I even said so to John one moonlight evening but he said what I felt was a draught, and shut the window.
I get unreasonably angry with John sometimes I'm sure I never used to be so sensitive. I think it is due to this nervous condition.
But John says if I feel so, I shall neglect proper self-control; so I take pains to control myself-- before him, at least, and that makes me very tired.
I don't like our room a bit. I wanted one downstairs that opened on the piazza and had roses all over the window, and such pretty old-fashioned chintz hangings! but John would not hear of it.
He said there was only one window and not room for two beds, and no near room for him if he took another.
He is very careful and loving, and hardly lets me stir without special direction.
I have a schedule prescription for each hour in the day; he takes all care from me, and so I feel basely ungrateful not to value it more.
He said we came here solely on my account, that I was to have perfect rest and all the air I could get. "Your exercise depends on your strength, my dear," said he, "and your food somewhat on your appetite; but air you can absorb all the time. ' So we took the nursery at the top of the house.
It is a big, airy room, the whole floor nearly, with windows that look all ways, and air and sunshine galore.

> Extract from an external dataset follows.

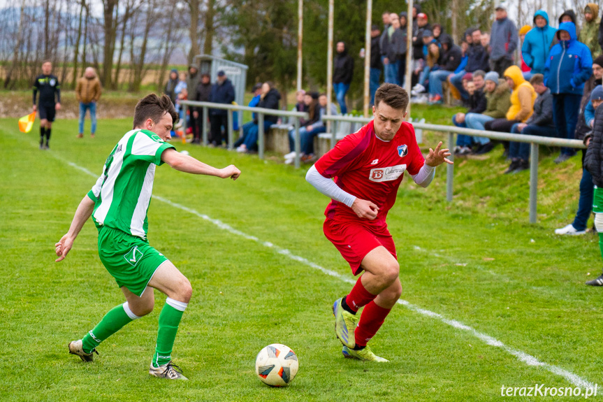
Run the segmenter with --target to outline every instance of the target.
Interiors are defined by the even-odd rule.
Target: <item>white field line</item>
[[[52,153],[54,154],[54,152],[52,152]],[[94,173],[93,173],[92,172],[91,172],[90,171],[89,171],[86,168],[83,168],[83,167],[82,167],[79,165],[77,165],[73,162],[65,161],[64,159],[58,158],[58,157],[57,157],[57,159],[59,159],[60,160],[61,160],[63,161],[66,161],[69,166],[72,166],[73,168],[76,168],[76,169],[94,178],[96,178],[98,177],[97,175],[95,175]],[[289,258],[290,258],[294,261],[297,261],[298,262],[300,262],[300,263],[305,264],[310,267],[312,267],[312,268],[313,268],[317,271],[320,271],[323,273],[325,273],[325,274],[328,275],[330,276],[333,276],[334,278],[336,278],[339,279],[340,280],[342,280],[342,281],[345,282],[347,283],[349,283],[349,284],[356,283],[356,280],[353,280],[351,278],[344,276],[344,275],[340,275],[340,273],[338,273],[334,271],[327,269],[327,268],[326,268],[323,266],[321,266],[318,265],[317,264],[315,264],[315,263],[314,263],[314,262],[312,262],[312,261],[310,261],[310,260],[308,260],[308,259],[307,259],[303,257],[296,255],[285,248],[281,248],[280,247],[279,247],[275,244],[273,244],[272,243],[270,243],[268,241],[262,241],[261,240],[260,240],[259,238],[258,238],[257,237],[256,237],[254,236],[251,236],[251,235],[247,234],[245,234],[245,233],[244,233],[240,230],[234,229],[231,226],[230,226],[230,225],[228,225],[228,224],[226,224],[226,223],[224,223],[220,220],[210,217],[209,216],[208,216],[205,214],[200,213],[194,209],[189,208],[188,207],[186,207],[186,206],[181,205],[181,204],[179,204],[179,203],[176,203],[175,202],[173,202],[173,201],[171,201],[167,199],[165,199],[165,198],[159,196],[154,195],[153,198],[157,199],[157,201],[160,201],[163,203],[166,203],[166,204],[168,204],[172,207],[174,207],[174,208],[180,209],[182,210],[184,210],[185,212],[187,212],[189,213],[191,213],[195,216],[197,216],[197,217],[203,219],[203,220],[206,220],[208,222],[210,222],[212,223],[214,225],[219,227],[219,229],[221,229],[222,230],[225,230],[225,231],[228,231],[232,234],[241,236],[241,237],[245,238],[247,240],[250,240],[250,241],[254,241],[256,243],[258,243],[259,244],[261,244],[262,245],[267,247],[268,248],[271,248],[273,250],[275,250],[276,252],[277,252],[278,254],[284,255],[284,256],[286,256],[286,257],[289,257]],[[420,247],[419,247],[419,249],[420,249]],[[417,249],[417,250],[419,250],[419,249]],[[423,315],[426,315],[426,316],[430,317],[431,318],[435,318],[435,319],[441,321],[442,322],[444,322],[444,324],[447,324],[448,325],[450,325],[451,326],[453,326],[457,329],[460,329],[460,330],[469,332],[470,333],[471,333],[472,335],[473,335],[474,336],[475,336],[476,338],[477,338],[480,340],[484,342],[487,345],[489,345],[491,346],[494,346],[495,347],[499,347],[499,348],[504,350],[507,353],[512,354],[513,356],[515,356],[516,357],[517,357],[517,359],[520,361],[523,361],[523,363],[525,363],[528,366],[542,367],[542,368],[544,368],[545,370],[547,370],[547,371],[550,371],[551,373],[553,373],[553,374],[560,375],[561,377],[565,378],[565,380],[567,380],[567,381],[569,381],[569,382],[571,382],[572,384],[575,385],[576,387],[579,387],[581,388],[585,388],[585,389],[594,389],[595,388],[595,385],[592,382],[589,382],[588,380],[586,380],[585,378],[580,377],[579,375],[578,375],[576,374],[574,374],[571,371],[568,371],[567,370],[565,370],[564,368],[562,368],[558,367],[557,366],[554,366],[553,364],[548,364],[548,363],[544,363],[544,361],[541,361],[535,357],[534,356],[532,356],[532,355],[528,354],[524,352],[521,352],[521,350],[517,350],[516,349],[514,349],[509,346],[507,346],[505,344],[504,344],[502,342],[496,339],[495,338],[493,338],[492,336],[490,336],[489,335],[486,335],[485,333],[479,332],[479,331],[476,330],[475,329],[472,328],[471,326],[469,326],[468,325],[465,325],[465,324],[463,324],[462,322],[456,321],[456,320],[449,320],[448,318],[446,318],[443,315],[438,314],[437,313],[435,313],[435,312],[429,310],[426,310],[424,308],[421,308],[419,307],[418,306],[415,306],[414,304],[412,304],[405,300],[398,300],[398,303],[399,304],[401,304],[402,306],[404,306],[405,307],[406,307],[409,310],[414,311],[415,313],[418,313],[421,314]]]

It was nursery first and then playroom and gymnasium, I should judge; for the windows are barred for little children, and there are rings and things in the walls.
The paint and paper look as if a boys' school had used it. It is stripped off--the paper in great patches all around the head of my bed, about as far as I can reach, and in a great place on the other side of the room low down. I never saw a worse paper in my life.

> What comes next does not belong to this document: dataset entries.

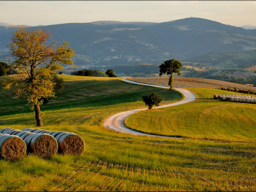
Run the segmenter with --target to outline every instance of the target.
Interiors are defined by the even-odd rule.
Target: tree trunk
[[[40,110],[40,106],[38,104],[34,105],[35,112],[36,113],[35,117],[36,120],[36,126],[43,127],[43,120],[41,117],[41,111]]]
[[[172,74],[171,74],[171,76],[170,76],[170,79],[169,79],[169,82],[168,82],[168,84],[170,85],[170,90],[172,90],[172,84],[173,83],[173,79],[172,78]]]

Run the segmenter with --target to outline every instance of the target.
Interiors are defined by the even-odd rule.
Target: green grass
[[[256,189],[254,143],[136,136],[102,125],[109,115],[145,108],[142,94],[156,91],[164,104],[180,99],[179,93],[118,78],[63,77],[63,93],[42,108],[43,129],[79,134],[84,152],[47,159],[33,154],[15,161],[1,159],[0,191]],[[26,102],[19,103],[10,95],[0,92],[0,129],[35,127]],[[3,111],[5,108],[8,110]]]
[[[196,94],[195,101],[157,111],[141,111],[129,116],[125,125],[138,131],[159,135],[255,141],[256,105],[213,99],[214,94],[234,92],[202,88],[188,90]]]

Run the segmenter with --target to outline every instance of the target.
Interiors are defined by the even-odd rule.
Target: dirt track
[[[129,77],[127,79],[136,82],[169,86],[168,84],[169,77]],[[236,87],[237,90],[248,91],[250,89],[256,92],[256,87],[255,86],[220,80],[193,77],[173,77],[173,87],[202,87],[213,89],[220,89],[222,87],[229,88],[232,90]]]
[[[152,86],[167,88],[167,89],[169,88],[169,87],[168,87],[168,86],[145,84],[143,83],[133,82],[133,81],[127,80],[126,79],[123,79],[122,80],[123,80],[124,81],[127,82],[127,83],[130,83]],[[172,103],[170,104],[160,106],[159,107],[156,107],[156,108],[154,108],[159,109],[159,108],[163,108],[177,106],[177,105],[180,105],[180,104],[185,104],[185,103],[191,102],[192,100],[194,100],[196,99],[196,96],[193,93],[191,93],[191,92],[189,92],[188,90],[186,90],[184,89],[180,89],[180,88],[176,88],[175,90],[181,92],[185,96],[185,98],[182,100],[180,100],[180,101],[179,101],[179,102],[177,102],[175,103]],[[148,136],[153,136],[153,137],[158,136],[158,137],[161,137],[161,138],[170,138],[170,137],[167,137],[167,136],[156,136],[156,135],[153,135],[153,134],[143,133],[143,132],[134,131],[132,129],[129,129],[125,127],[125,125],[124,125],[124,121],[128,116],[129,116],[130,115],[131,115],[136,112],[144,111],[144,110],[147,110],[147,108],[143,108],[143,109],[127,111],[124,111],[124,112],[121,112],[119,113],[115,114],[115,115],[109,116],[109,118],[108,118],[105,120],[105,122],[103,123],[103,125],[108,129],[111,129],[111,130],[113,130],[115,131],[128,133],[128,134],[134,134],[134,135]]]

One of those sprawling flamboyant patterns committing every artistic sin.
It is dull enough to confuse the eye in following, pronounced enough to constantly irritate and provoke study, and when you follow the lame uncertain curves for a little distance they suddenly commit suicide--plunge off at outrageous angles, destroy themselves in unheard of contradictions.
The color is repellent, almost revolting; a smouldering unclean yellow, strangely faded by the slow-turning sunlight.
It is a dull yet lurid orange in some places, a sickly sulphur tint in others.
No wonder the children hated it! I should hate it myself if I had to live in this room long.
There comes John, and I must put this away,--he hates to have me write a word.